Rayna - July 23, 2021, 1:19 a.m.

These noodles are delicious!! I have made them quiet a few times, even without the tempeh , it is pretty filling! Before this recipe I have never used soba noodles and now they are a regular staple in the house!

PUL Team - July 25, 2021, 2:29 a.m.

Woohoo! So glad you're enjoying this one, Rayna :D


Allison - July 9, 2021, 2:51 p.m.

This is one my favorite recipes to make. I loved the YouTube video I found it in, about getting more protein, and decided to try this one. The dish is awesome, and not hard to make - I've shared it with family who also loved it.

PUL Team - July 14, 2021, 9:52 p.m.

Thank you for the incredible review, Allison, it means so much!


AnnaSophia - July 8, 2021, 5:33 p.m.

I'm no exclusivelyt plant-based, but I like to incorporate more vegan food into my diet, so this tahini/tempeh based noodle dish was the first I tried. Absolutely obsessed with the BBQ Tempeh, and I now use soba noodles more often than regular noodles, as their flavour and extra nutition is a nice bonus.
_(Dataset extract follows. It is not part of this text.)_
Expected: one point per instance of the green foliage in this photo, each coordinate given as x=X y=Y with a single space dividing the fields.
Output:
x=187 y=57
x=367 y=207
PUL Team - July 9, 2021, 9:10 p.m.

We're so thrilled to hear this, AnnaSophia! So glad the recipe has been enjoyed ✨🙂


Agate - March 22, 2021, 8:41 a.m.

This is the best recipe I have tried from this blog! Absolutely delicious! Highly recommend :)

Sadia - March 29, 2021, 4:27 p.m.

Aw that's a huge compliment, thanks so much Agate!